Why most older Australians say they’re “eating fine” — and the data behind why they’re not
If you ask an older Australian living at home how they’re eating, the answer is almost always “fine.”
They mean it.
The reference point has quietly shifted. The food they’re eating now is the food that feels normal. The skipped breakfast doesn’t register as a skipped meal — it registers as “I wasn’t hungry.” The cup of tea at four o’clock that quietly replaced the cooked dinner is just “what I had.” Compared with last week, nothing’s different. Compared with a year ago, the picture is.
This is the single biggest barrier to early identification of malnutrition risk in older Australians. It isn’t dishonesty. It isn’t denial. It’s a feature of how appetite and intake change with age — gradually, gradually, and then suddenly visible because of weight loss or a fall or an unexplained hospital admission.
The evidence base
A UK study of 23 older adults at malnutrition risk found that beliefs about inevitable age-related decline are themselves the dominant barrier — not the practical difficulties of eating (Payne et al., 2020, Journal of Human Nutrition and Dietetics). The misperception that decline is inevitable has to be addressed before practical advice will be acted on.
That insight has changed how we write to families and carers. The conversation isn’t “your parent is at risk and needs an intervention.” The conversation is “the small things you might be noticing aren’t ‘just getting older’ — they’re often early signs that something practical can help with.”
Around 1 in 3 older Australians receiving home-care services are at risk of malnutrition. In rehabilitation, sub-acute and residential aged-care settings, the figure is materially higher (Cereda et al., 2016). It’s common, under-identified, and one of the most preventable contributors to avoiding loss of strength, recovery and independence.
Three places the recognition lag shows up
The kitchen. Smaller portions, the same meals, slightly more food going off in the fridge. A loaf of bread that lasts noticeably longer than it used to. The same shopping list, ordered at the same frequency, with food going to waste in a way it didn’t before.
The clothes. A little looser, without anyone trying. Belt notches moving in. Rings looser on the finger. Trousers that need a different belt to stay up. None of these are “just getting older.” They’re often the visible end of an intake change that started months ago.
The energy. Tireder by the end of the day. Less interested in cooking. More “I’ll just have a sandwich” than “I’ll cook something proper.” Less stamina in the garden, more naps after lunch, less interest in the long-cooking meals that used to be a Sunday norm.

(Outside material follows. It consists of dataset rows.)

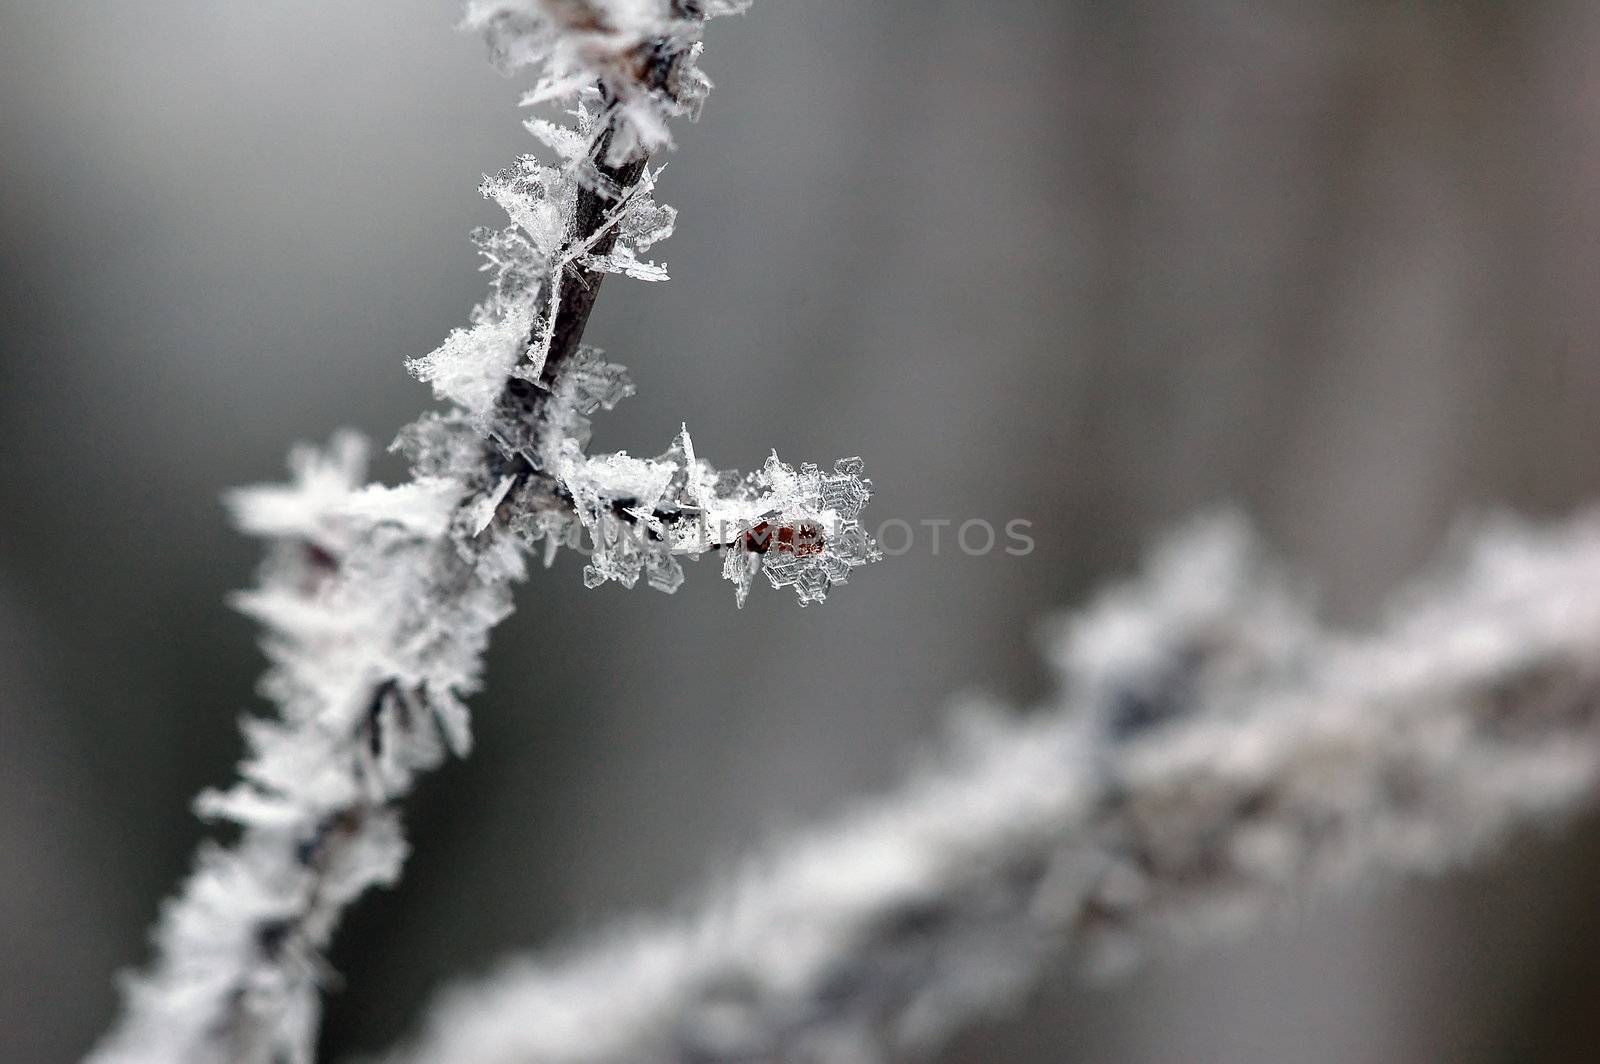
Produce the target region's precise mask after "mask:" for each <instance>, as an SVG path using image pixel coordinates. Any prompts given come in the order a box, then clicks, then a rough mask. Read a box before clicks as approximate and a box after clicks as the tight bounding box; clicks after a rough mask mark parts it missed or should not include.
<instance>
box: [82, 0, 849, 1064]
mask: <svg viewBox="0 0 1600 1064" xmlns="http://www.w3.org/2000/svg"><path fill="white" fill-rule="evenodd" d="M736 8H738V5H730V3H715V5H707V3H701V2H699V0H507V2H496V3H486V2H478V3H474V5H472V8H470V11H469V19H467V22H469V26H472V27H475V29H482V30H483V32H486V34H488V35H490V42H491V45H493V48H494V51H496V54H498V58H499V59H501V61H502V62H504V64H506V66H509V67H518V66H525V64H538V66H541V69H542V72H544V75H546V77H544V80H542V82H541V83H539V88H538V90H534V93H533V99H531V101H530V102H546V101H552V102H555V101H558V102H565V104H566V106H570V107H571V109H570V110H568V115H570V117H571V118H573V122H571V123H570V125H558V123H555V122H549V120H544V118H534V120H531V122H528V128H530V131H531V133H533V134H534V136H536V138H538V139H539V141H541V142H544V144H546V147H549V149H550V150H552V152H554V154H555V155H557V163H555V165H544V163H541V162H538V160H536V158H534V157H531V155H525V157H522V158H518V160H517V163H515V165H514V166H510V168H507V170H504V171H501V173H499V174H496V176H493V178H486V179H485V182H483V187H482V190H483V194H485V195H486V197H488V198H491V200H494V202H496V203H498V205H499V206H502V208H504V210H506V213H507V216H509V219H510V226H507V227H504V229H498V230H494V229H483V230H478V232H477V234H474V235H475V240H477V243H478V248H480V250H482V253H483V256H485V270H486V272H490V294H488V298H486V299H485V301H483V302H480V304H478V306H477V307H475V309H474V312H472V320H470V325H469V326H467V328H462V330H456V331H454V333H451V336H450V338H448V339H446V341H445V342H443V344H442V346H440V347H438V349H435V350H434V352H430V354H429V355H424V357H421V358H416V360H413V362H411V363H410V368H411V370H413V373H416V376H418V378H421V379H422V381H427V382H429V384H432V387H434V392H435V394H437V397H438V398H440V400H443V402H446V403H448V410H446V411H443V413H434V414H427V416H424V418H421V419H419V421H416V422H414V424H411V426H410V427H406V429H405V430H403V432H402V434H400V438H398V442H397V443H395V446H397V448H398V450H402V451H403V453H405V454H406V456H408V458H410V461H411V480H410V482H408V483H403V485H400V486H394V488H389V486H382V485H370V486H363V482H365V477H366V469H365V443H362V440H358V438H355V437H349V435H346V437H338V438H336V440H334V443H333V446H331V448H328V450H326V451H315V450H310V448H302V450H299V451H296V453H294V456H293V458H291V472H293V482H291V483H290V485H283V486H278V485H270V486H258V488H250V490H245V491H240V493H237V494H235V496H232V498H230V506H232V510H234V515H235V520H237V523H238V525H240V528H242V530H243V531H246V533H251V534H256V536H261V538H262V539H266V541H267V544H269V558H267V563H266V566H264V570H262V574H261V582H259V587H258V589H256V590H251V592H248V594H245V595H240V597H238V598H237V605H238V606H240V608H242V610H243V611H245V613H246V614H250V616H251V618H254V619H258V621H259V622H261V624H262V627H264V629H266V638H264V648H266V650H267V654H269V658H270V669H269V672H267V675H266V678H264V680H262V683H261V693H262V694H264V696H266V698H267V699H269V701H270V702H272V704H274V707H275V710H277V712H275V715H274V717H267V718H246V720H245V725H243V728H245V736H246V741H248V754H246V758H245V762H243V763H242V765H240V779H238V782H235V784H234V786H232V787H229V789H227V790H222V792H206V794H202V795H200V798H198V800H197V810H198V811H200V814H202V816H205V818H210V819H222V821H230V822H234V824H237V827H238V837H237V842H234V843H232V845H218V843H210V845H206V846H205V848H202V851H200V856H198V859H197V862H195V870H194V874H192V875H190V877H189V880H187V882H186V883H184V888H182V891H181V893H179V894H178V896H176V898H173V899H171V901H170V902H168V904H166V906H165V909H163V914H162V920H160V925H158V928H157V933H155V946H157V960H155V963H154V965H152V968H150V970H149V971H147V973H142V974H138V976H133V978H130V979H126V984H125V998H126V1003H125V1010H123V1014H122V1018H120V1021H118V1024H117V1027H115V1029H114V1030H112V1032H110V1034H109V1035H107V1037H106V1040H104V1042H102V1043H101V1045H99V1046H98V1048H96V1051H94V1054H93V1056H91V1059H93V1061H94V1062H96V1064H309V1061H312V1058H314V1048H315V1038H317V1019H318V1010H320V997H318V990H320V986H322V984H323V981H325V976H326V965H325V962H323V960H322V952H323V949H325V947H326V946H328V942H330V941H331V936H333V931H334V928H336V925H338V922H339V918H341V915H342V912H344V909H346V907H347V906H349V904H350V902H354V901H355V899H357V898H358V896H360V894H362V893H365V891H366V890H368V888H371V886H376V885H387V883H392V882H394V880H395V878H397V877H398V874H400V866H402V862H403V859H405V840H403V834H402V829H400V819H398V813H397V810H395V805H397V802H398V798H402V797H403V795H405V794H406V792H410V789H411V786H413V781H414V778H416V776H418V773H421V771H426V770H429V768H434V766H435V765H437V763H438V762H440V760H442V758H443V755H445V750H446V749H450V750H453V752H454V754H458V755H459V754H466V750H467V746H469V741H470V731H469V723H467V710H466V704H464V699H466V698H467V696H469V694H470V693H474V691H475V690H477V688H478V685H480V670H482V654H483V648H485V645H486V642H488V634H490V630H491V629H493V627H494V624H498V622H499V621H501V619H502V618H504V616H506V614H507V613H510V608H512V606H510V586H512V584H514V582H515V581H517V579H520V578H522V576H523V570H525V555H526V552H528V547H530V546H531V544H533V542H536V541H539V539H542V541H544V549H546V560H547V562H549V560H550V557H552V555H554V552H555V547H557V546H558V544H562V542H571V541H573V539H574V538H576V536H579V534H587V536H589V538H590V539H592V542H594V552H592V555H590V563H589V566H587V568H586V571H584V581H586V582H587V584H590V586H595V584H600V582H605V581H616V582H621V584H626V586H629V587H632V586H634V584H635V582H637V581H638V579H640V576H643V578H645V579H646V582H648V584H651V586H653V587H658V589H661V590H667V592H670V590H675V589H677V587H678V584H680V582H682V579H683V570H682V566H680V563H678V557H682V555H691V557H698V555H701V554H706V552H710V550H717V552H720V555H722V560H723V573H725V576H728V578H730V579H731V581H733V582H734V586H736V597H738V602H739V605H744V598H746V595H747V592H749V589H750V584H752V582H754V579H755V576H757V574H758V573H760V571H763V570H765V573H766V576H768V579H770V582H771V584H773V586H778V587H784V586H789V587H794V590H795V592H797V595H798V598H800V603H802V605H806V603H811V602H821V600H822V598H824V597H826V595H827V592H829V590H830V589H832V587H834V586H837V584H842V582H845V579H846V576H848V573H850V570H853V568H854V566H859V565H864V563H867V562H870V560H874V558H875V557H877V554H878V552H877V547H875V546H874V544H872V541H870V538H869V536H866V533H864V531H862V530H861V525H859V520H858V517H859V510H861V507H862V506H864V504H866V501H867V498H869V496H870V482H867V480H864V478H862V477H861V475H859V474H861V462H859V459H842V461H840V462H835V467H834V469H832V470H829V472H824V470H821V469H819V467H816V466H800V467H798V469H794V467H790V466H787V464H784V462H781V461H779V459H778V458H776V454H774V456H773V458H770V459H768V462H766V464H765V466H763V467H762V469H760V470H757V472H754V474H750V475H747V477H739V475H738V474H731V472H718V470H715V469H712V467H710V466H709V464H707V462H704V461H701V459H698V458H696V454H694V448H693V443H691V442H690V435H688V432H686V430H683V432H682V434H680V435H678V438H677V440H675V442H674V445H672V446H670V448H669V450H667V453H664V454H661V456H659V458H654V459H638V458H630V456H627V454H600V456H590V454H587V453H586V451H587V443H589V414H590V413H594V411H595V410H598V408H610V406H611V405H614V403H616V402H618V400H619V398H622V397H626V395H629V394H630V392H632V386H630V384H629V382H627V378H626V374H624V373H622V368H621V366H616V365H613V363H608V362H605V360H602V358H600V355H598V352H595V350H590V349H584V347H582V346H581V338H582V331H584V325H586V322H587V317H589V309H590V307H592V304H594V299H595V294H597V291H598V286H600V280H602V278H603V277H605V274H626V275H630V277H637V278H643V280H664V278H666V270H664V269H662V267H659V266H658V264H654V262H650V261H646V259H642V258H640V254H642V253H643V251H646V250H648V248H650V246H651V245H654V243H656V242H659V240H662V238H666V237H667V235H670V232H672V226H674V218H675V216H674V211H672V208H669V206H662V205H658V203H656V202H654V200H653V197H651V192H653V189H654V181H656V174H658V173H659V170H658V171H651V170H650V168H648V165H646V162H648V155H650V152H651V150H654V149H659V147H664V146H666V144H667V131H666V120H667V118H670V117H674V115H680V114H685V112H690V110H693V109H694V107H698V104H699V101H701V99H702V96H704V93H706V90H707V86H709V82H706V78H704V77H702V75H701V74H699V72H698V67H696V59H698V56H699V32H701V24H702V22H704V19H706V18H709V16H710V14H717V13H725V11H728V10H736Z"/></svg>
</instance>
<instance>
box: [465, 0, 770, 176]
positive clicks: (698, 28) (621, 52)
mask: <svg viewBox="0 0 1600 1064" xmlns="http://www.w3.org/2000/svg"><path fill="white" fill-rule="evenodd" d="M747 8H749V2H747V0H710V2H709V3H707V2H701V0H472V3H469V5H467V13H466V19H464V22H462V24H464V26H466V27H467V29H472V30H478V32H482V34H483V37H485V40H486V42H488V45H490V51H491V54H493V56H494V61H496V64H499V66H501V67H502V69H506V70H514V69H518V67H525V66H538V67H542V75H541V78H539V82H538V83H536V85H534V88H533V91H530V93H528V94H526V96H523V104H525V106H530V107H531V106H538V104H544V102H550V101H562V99H571V98H576V96H578V94H579V93H584V91H587V90H590V88H592V86H595V85H600V86H603V90H605V93H606V94H608V96H610V98H611V99H613V101H616V106H618V112H619V125H618V136H616V139H614V141H613V144H611V158H610V162H613V163H614V162H621V160H624V158H629V157H632V155H635V154H638V152H654V150H659V149H662V147H666V146H669V144H670V142H672V138H670V133H669V130H667V122H669V118H674V117H678V115H690V117H693V115H696V114H698V109H699V104H701V102H702V101H704V98H706V93H707V90H709V88H710V82H709V80H707V78H706V75H704V74H702V72H701V70H699V67H698V64H696V61H698V58H699V51H701V48H699V34H701V24H702V22H704V19H707V18H715V16H722V14H738V13H742V11H744V10H747ZM666 54H670V56H672V61H670V62H661V58H662V56H666Z"/></svg>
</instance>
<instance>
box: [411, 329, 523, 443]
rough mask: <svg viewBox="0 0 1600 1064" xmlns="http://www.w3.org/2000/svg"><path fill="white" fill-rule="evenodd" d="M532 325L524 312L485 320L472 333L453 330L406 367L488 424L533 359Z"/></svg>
mask: <svg viewBox="0 0 1600 1064" xmlns="http://www.w3.org/2000/svg"><path fill="white" fill-rule="evenodd" d="M531 322H533V318H531V315H530V314H528V312H526V310H525V309H523V310H512V312H509V314H506V317H502V318H491V320H482V322H478V323H477V325H472V326H470V328H458V330H451V333H450V336H448V338H446V339H445V342H443V344H440V346H438V347H435V349H434V350H432V352H429V354H426V355H422V357H419V358H411V360H408V362H406V368H408V370H410V371H411V373H413V374H414V376H416V379H419V381H422V382H424V384H432V386H434V395H437V397H438V398H442V400H446V402H451V403H454V405H456V406H459V408H461V410H464V411H467V413H469V414H472V416H474V418H475V419H478V421H486V419H488V418H490V416H491V414H493V413H494V402H496V400H498V398H499V394H501V390H502V389H504V387H506V378H509V376H510V374H512V370H514V368H515V366H517V363H518V362H522V360H523V355H526V354H528V333H530V331H531V328H533V325H531Z"/></svg>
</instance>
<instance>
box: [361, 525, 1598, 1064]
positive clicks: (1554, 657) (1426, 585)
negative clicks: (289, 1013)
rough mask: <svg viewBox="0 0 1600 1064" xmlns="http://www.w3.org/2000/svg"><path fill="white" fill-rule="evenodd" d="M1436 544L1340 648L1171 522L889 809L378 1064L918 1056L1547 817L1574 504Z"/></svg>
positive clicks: (559, 957) (1197, 536)
mask: <svg viewBox="0 0 1600 1064" xmlns="http://www.w3.org/2000/svg"><path fill="white" fill-rule="evenodd" d="M1462 546H1464V552H1462V554H1464V557H1458V558H1456V563H1453V565H1451V566H1448V568H1446V570H1440V571H1438V573H1435V574H1434V578H1432V579H1429V581H1426V582H1424V584H1421V586H1418V587H1414V589H1411V590H1410V592H1408V594H1405V595H1402V597H1400V598H1397V600H1395V608H1394V611H1392V614H1390V619H1389V621H1387V622H1386V624H1382V626H1381V627H1379V629H1376V630H1374V632H1373V634H1370V635H1363V637H1354V635H1346V634H1341V632H1336V630H1330V629H1325V627H1322V626H1318V624H1317V622H1315V621H1314V618H1312V614H1310V613H1309V611H1307V610H1306V608H1304V605H1302V602H1301V598H1299V597H1298V595H1296V594H1293V592H1291V589H1290V587H1288V586H1286V584H1283V582H1282V579H1278V578H1277V576H1275V574H1274V571H1272V570H1270V568H1266V566H1262V565H1261V563H1259V560H1258V558H1256V557H1254V549H1253V546H1251V542H1250V541H1248V538H1246V536H1245V534H1242V530H1240V526H1238V525H1237V523H1232V522H1222V523H1208V525H1202V526H1198V528H1195V530H1190V533H1189V534H1186V536H1182V538H1179V539H1178V541H1174V542H1171V544H1170V546H1168V547H1165V549H1163V550H1162V552H1158V554H1157V555H1155V558H1154V562H1152V565H1150V566H1149V571H1147V574H1146V576H1144V578H1142V579H1141V581H1138V582H1133V584H1128V586H1123V587H1117V589H1112V590H1110V592H1109V594H1106V595H1104V597H1102V598H1101V600H1099V603H1098V605H1096V606H1094V608H1093V610H1090V611H1088V613H1085V614H1082V616H1078V618H1075V619H1072V621H1069V622H1064V624H1061V626H1058V629H1056V635H1054V638H1053V640H1051V650H1053V661H1054V664H1056V666H1058V672H1059V690H1058V693H1056V696H1054V698H1053V699H1051V701H1050V702H1048V704H1046V706H1042V707H1040V709H1038V710H1037V712H1034V714H1030V715H1024V717H1016V715H1014V714H1008V712H1003V710H1000V709H997V707H989V706H973V707H970V709H968V712H966V714H963V715H962V717H958V726H957V730H955V734H952V736H950V741H949V742H947V744H946V749H944V752H942V754H941V755H939V757H936V758H933V760H930V762H928V763H923V765H922V766H920V768H918V771H915V773H914V774H912V778H910V779H909V781H907V782H906V784H902V786H901V789H899V790H896V792H893V794H890V795H888V797H883V798H878V800H875V802H867V803H862V805H859V806H858V808H856V810H854V811H853V813H850V814H848V816H845V818H843V819H840V821H837V822H835V824H832V826H829V827H822V829H818V830H813V832H810V834H805V835H800V837H795V838H790V840H787V842H782V843H779V845H776V846H774V848H773V850H770V851H768V854H766V856H765V858H762V859H758V861H754V862H750V864H749V866H747V867H746V869H744V870H742V872H741V874H739V875H736V877H733V878H731V880H728V882H725V883H723V885H722V886H720V888H717V890H715V891H714V893H712V896H710V898H709V899H707V901H706V902H704V904H702V907H701V909H699V910H698V912H696V914H694V915H691V917H688V918H683V920H664V922H654V923H645V925H630V926H626V928H619V930H616V931H613V933H611V934H608V936H605V938H600V939H598V941H589V942H578V944H574V946H573V947H570V949H566V950H560V952H557V954H554V955H552V957H550V958H547V960H539V958H523V960H515V962H512V963H507V965H506V966H504V968H502V970H501V971H499V973H498V974H494V976H491V978H488V979H485V981H482V982H478V984H469V986H462V987H459V989H456V990H453V992H451V994H448V995H446V997H445V998H442V1002H440V1003H438V1005H437V1006H435V1008H434V1010H432V1013H430V1016H429V1019H427V1024H426V1029H424V1032H422V1035H421V1037H419V1040H418V1042H416V1043H413V1045H411V1046H408V1048H406V1050H403V1051H397V1053H395V1054H394V1056H392V1058H390V1064H424V1062H426V1064H614V1062H619V1061H656V1062H678V1064H690V1062H694V1064H710V1062H733V1061H806V1062H810V1064H814V1062H818V1061H837V1062H848V1064H862V1062H869V1061H886V1059H920V1058H922V1056H923V1054H925V1053H926V1051H928V1050H930V1048H931V1046H933V1045H936V1043H938V1042H939V1040H941V1038H942V1037H944V1035H947V1034H949V1032H950V1030H952V1029H957V1027H960V1026H962V1024H965V1022H968V1021H970V1019H971V1018H973V1016H974V1014H979V1013H984V1011H992V1010H997V1008H1003V1006H1006V1005H1008V1003H1011V1002H1014V1000H1016V998H1018V997H1019V995H1021V994H1022V992H1024V990H1026V989H1027V986H1029V984H1030V981H1032V979H1034V978H1035V976H1037V974H1038V971H1040V970H1042V968H1043V965H1045V962H1048V960H1053V958H1066V960H1067V962H1069V963H1072V965H1075V966H1083V968H1090V970H1094V971H1101V973H1106V971H1115V970H1120V968H1123V966H1126V965H1128V963H1130V962H1131V960H1134V958H1136V957H1139V955H1141V954H1146V952H1150V950H1160V949H1163V947H1171V946H1173V944H1176V942H1186V941H1194V939H1205V938H1213V936H1218V934H1226V933H1229V931H1232V930H1237V928H1240V926H1243V925H1248V923H1253V922H1258V920H1259V918H1261V917H1262V915H1264V914H1270V912H1272V910H1275V909H1282V907H1283V906H1285V904H1293V902H1299V901H1306V899H1310V898H1314V896H1315V894H1317V893H1320V891H1326V890H1330V888H1336V886H1339V885H1347V883H1350V882H1352V880H1358V878H1363V877H1366V875H1376V874H1387V875H1395V874H1432V872H1440V870H1445V869H1448V867H1453V866H1456V864H1459V862H1461V861H1466V859H1470V858H1474V856H1477V854H1482V853H1483V851H1485V850H1490V848H1493V846H1496V845H1499V843H1501V842H1502V840H1504V838H1506V837H1507V834H1510V832H1514V830H1518V829H1528V827H1552V826H1558V824H1560V822H1562V821H1563V818H1565V816H1566V814H1568V813H1571V811H1573V810H1576V808H1578V806H1579V805H1582V803H1586V802H1590V800H1592V798H1594V795H1595V789H1597V779H1600V515H1587V517H1584V518H1579V520H1576V522H1573V523H1570V525H1566V526H1562V528H1555V530H1547V531H1534V530H1528V528H1523V526H1517V525H1507V523H1501V525H1494V526H1490V528H1485V530H1482V531H1480V533H1478V534H1477V536H1475V538H1474V539H1472V541H1470V542H1467V544H1462Z"/></svg>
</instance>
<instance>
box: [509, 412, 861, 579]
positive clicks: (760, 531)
mask: <svg viewBox="0 0 1600 1064" xmlns="http://www.w3.org/2000/svg"><path fill="white" fill-rule="evenodd" d="M861 470H862V464H861V459H859V458H848V459H840V461H838V462H835V464H834V470H832V472H822V470H821V469H819V467H818V466H813V464H805V466H800V469H795V467H792V466H789V464H786V462H784V461H782V459H779V458H778V454H773V456H771V458H768V459H766V464H763V466H762V469H758V470H757V472H754V474H750V475H746V477H739V475H738V474H733V472H725V470H723V472H718V470H717V469H714V467H712V466H709V464H707V462H702V461H699V459H698V458H696V456H694V443H693V440H691V438H690V434H688V429H683V430H682V432H680V434H678V438H677V440H674V443H672V446H670V448H669V450H667V451H666V453H662V454H661V456H658V458H651V459H643V458H632V456H629V454H627V453H616V454H598V456H587V454H584V453H582V450H581V446H579V443H578V442H576V440H573V438H568V440H565V442H563V446H562V451H560V458H558V459H557V462H555V474H557V478H558V482H560V485H562V488H563V491H565V493H566V496H568V499H570V502H571V515H573V517H571V518H570V522H568V520H560V518H552V517H550V515H549V512H542V514H539V515H538V517H534V518H531V520H525V522H523V523H522V525H520V528H522V531H523V534H526V536H528V538H531V539H539V538H544V539H546V562H547V563H549V560H550V558H554V557H555V549H557V547H558V546H560V544H562V542H568V544H571V542H573V539H574V536H573V533H574V531H578V533H579V536H581V538H582V539H586V541H587V546H589V550H590V558H589V565H587V566H586V568H584V582H586V584H587V586H590V587H598V586H600V584H603V582H606V581H614V582H619V584H622V586H624V587H634V586H635V584H637V582H638V579H640V576H643V578H645V579H646V582H648V584H650V586H651V587H656V589H658V590H666V592H672V590H677V587H678V586H680V584H682V582H683V570H682V565H680V563H678V562H677V557H675V555H688V557H699V555H702V554H706V552H710V550H720V552H722V554H723V568H722V571H723V576H725V578H726V579H728V581H731V582H733V586H734V598H736V602H738V605H739V606H744V603H746V598H747V597H749V594H750V587H752V584H754V582H755V578H757V574H760V573H765V574H766V579H768V581H770V582H771V586H773V587H779V589H781V587H792V589H794V590H795V595H797V597H798V600H800V605H810V603H816V602H822V600H824V598H826V597H827V592H829V590H830V589H834V587H837V586H838V584H845V582H846V581H848V579H850V573H851V570H854V568H859V566H862V565H867V563H869V562H877V560H878V558H880V557H882V550H880V549H878V546H877V542H874V539H872V536H869V534H867V531H866V530H864V528H862V525H861V520H859V518H861V509H862V506H866V502H867V499H870V498H872V482H870V480H866V478H862V477H861ZM574 523H576V526H578V528H576V530H574V526H573V525H574Z"/></svg>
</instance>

Each of these is something the older Australian themselves doesn’t experience as a change. They experience it as the way today is. Compared with a year ago, the gap is wide. Compared with this morning, it’s invisible.
What the screen catches that self-reporting can’t
A short risk-based screen — five minutes — is built to catch what self-reporting misses. It asks about the things people don’t volunteer. It surfaces the picture across clients in a consistent way. It doesn’t ask “are you eating less?” — it asks the practical questions that surface portion-size change without making the older Australian feel like they’re being judged.
For dietitians, pharmacists and care managers, that’s the practical first step.
If you’re a family member, a carer, a care manager, a pharmacist — the small things you’re noticing in someone you love or care for are worth listening to. You might be the first to see it. You’re not making a fuss.